Grey has met Obama’s chief of staff, Rahm Emanuel, and says he took an interest in Great Lakes clean-up.

 

“The Harper government has spoken about giving more attention to the Great Lakes. But a basic step is to finish the revision and updating of the Great Lakes Water Quality Agreement and this is not something that requires us to have to sit down and negotiate,” Grey says.

 

As parts of the U.S. south and Midwest dry up, there has been increasing pressure on governments to divert water from the Great Lakes.

 

Ontario’s Environment Commissioner, Gord Miller, says the vast Ogalla Aquifer, which irigates parts of eight states from Nebraska to Texas, is drying up.

 

“You can see how much it has gone down. It is in dire straits,” Miller says.

 

About 27% of the irrigated land in the United States sits on this aquifer. It yields about 30% U.S. ground water used for irrigation.
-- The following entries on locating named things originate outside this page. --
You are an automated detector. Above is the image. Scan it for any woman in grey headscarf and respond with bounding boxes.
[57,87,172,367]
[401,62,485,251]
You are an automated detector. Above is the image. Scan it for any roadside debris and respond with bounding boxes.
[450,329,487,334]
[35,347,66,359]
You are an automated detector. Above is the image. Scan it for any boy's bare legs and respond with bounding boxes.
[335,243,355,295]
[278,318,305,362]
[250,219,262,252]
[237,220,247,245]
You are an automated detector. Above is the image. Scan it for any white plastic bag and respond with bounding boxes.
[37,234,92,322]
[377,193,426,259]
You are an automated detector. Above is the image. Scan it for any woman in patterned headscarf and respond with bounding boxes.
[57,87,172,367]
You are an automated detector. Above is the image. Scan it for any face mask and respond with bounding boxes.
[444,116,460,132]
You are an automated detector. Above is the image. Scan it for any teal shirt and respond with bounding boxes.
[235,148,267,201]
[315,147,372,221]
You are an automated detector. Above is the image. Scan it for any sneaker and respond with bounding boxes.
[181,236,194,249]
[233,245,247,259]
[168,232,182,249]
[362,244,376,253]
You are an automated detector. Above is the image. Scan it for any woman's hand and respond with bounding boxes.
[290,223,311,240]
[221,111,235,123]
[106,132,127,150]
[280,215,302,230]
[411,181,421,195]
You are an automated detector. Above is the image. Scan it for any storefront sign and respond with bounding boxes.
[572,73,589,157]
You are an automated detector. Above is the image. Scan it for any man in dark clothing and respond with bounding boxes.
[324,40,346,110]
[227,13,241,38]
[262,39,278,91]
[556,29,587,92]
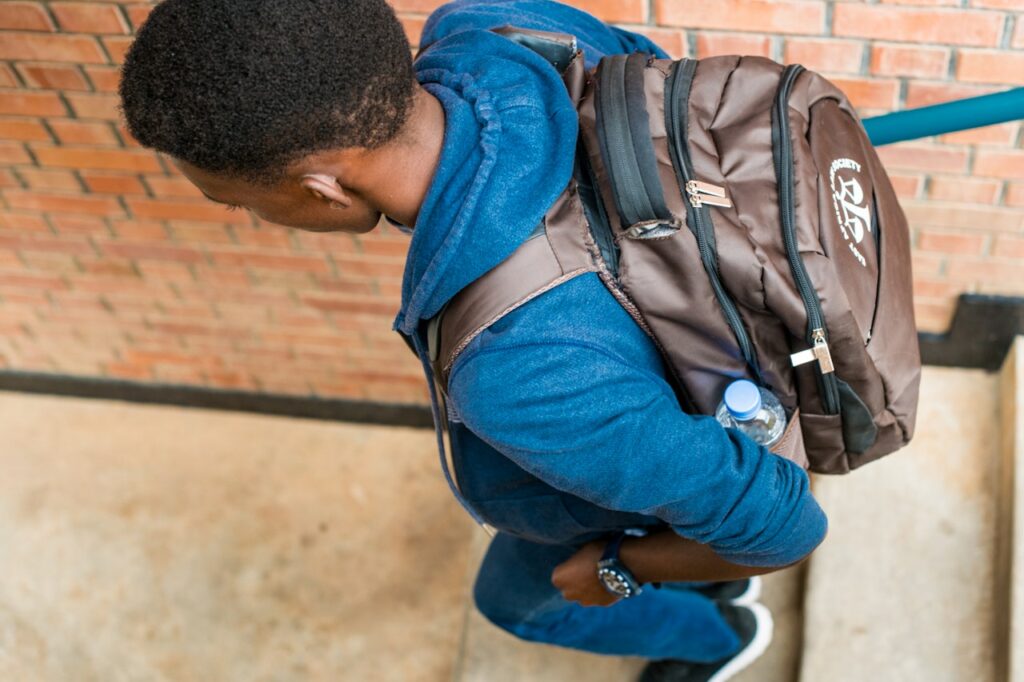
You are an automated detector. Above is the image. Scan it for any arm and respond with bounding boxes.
[450,329,826,567]
[420,0,668,69]
[551,522,819,606]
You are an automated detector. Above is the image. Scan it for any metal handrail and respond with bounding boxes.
[863,88,1024,146]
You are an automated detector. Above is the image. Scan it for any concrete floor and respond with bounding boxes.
[0,392,802,682]
[0,393,475,682]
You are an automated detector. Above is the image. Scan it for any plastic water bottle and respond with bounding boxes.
[715,379,785,447]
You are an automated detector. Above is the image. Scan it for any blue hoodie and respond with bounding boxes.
[395,0,826,566]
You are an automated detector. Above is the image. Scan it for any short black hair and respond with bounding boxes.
[119,0,416,184]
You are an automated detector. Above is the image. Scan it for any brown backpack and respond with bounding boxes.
[428,28,921,473]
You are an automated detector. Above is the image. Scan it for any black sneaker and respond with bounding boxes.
[637,603,773,682]
[662,576,761,606]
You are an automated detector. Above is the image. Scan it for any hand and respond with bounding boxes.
[551,540,622,606]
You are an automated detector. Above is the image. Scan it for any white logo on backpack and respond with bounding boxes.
[828,159,871,267]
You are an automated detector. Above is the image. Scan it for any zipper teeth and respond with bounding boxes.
[667,59,761,380]
[775,65,840,415]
In addition, the aquifer system provides drinking water to 82% of the people who live within its boundary.

 

While a new U.S.-Canada treaty prohibiting massive diversion of water to the Midwest was signed by Bush last October, Miller says there was huge pressure on the former U.S. president from Texas to open the Great Lakes water gates to send northern water south.

 

“It is encouraging to have a president not only from Illinois, but from the Chicago area, where the consciousness of the Great Lakes is the greatest,” Miller said.

 

“There is no question political power has shifted to California and the southwest, all of which are dry and have water crises,” Miller said.

 

Water levels in the lakes are dropping, too.

 

Miller says as a result of climate change, the upper Great Lakes don’t freeze for as long as they once did.

 

“You get the winds blowing over. There is a lot of evaporation and that pulls the snow up north of Barrie.

 

“There is a lot of lake effect snow, a lot of evaporation. That’s why the water level drops,” he says.

 

There are also other theories about why lake levels are dropping, Miller reports.

 

“The Georgian Bay Association commissioned a report some years ago that looked at water levels in Lake Huron,” he said.

 

“They have suggested that there was overzealous dredging in the St. Clair River.”

 

Lower water levels are a problem not just for recreational sailors. It’s also reducing the amount of goods lake freighters can carry.

 

“The real business application is that the lakers have to cut tonnage, because they don’t have enough draft,” Miller says.

 

“They are 25% underloaded in the really bad years — and that represents a lot of money.”

 

There are high hopes the lakes can be used as a water superhighway, as a safer, more environmentally friendly way of carrying goods than our overcrowded highways.

 

Still, there are drawbacks to this, Miller points out.

 

There is a huge tax on new ships in the Great Lakes.

 

“If you want to bring a new ship on the Great Lakes, there is a 25% tariff. That’s a real deterrent for any shipping company that wants to bring a new ship into the Great Lakes,” he said.

 

With few shipyards left building ships on the Great Lakes, most new freighters have to be brought in from overseas — and pay the tariff.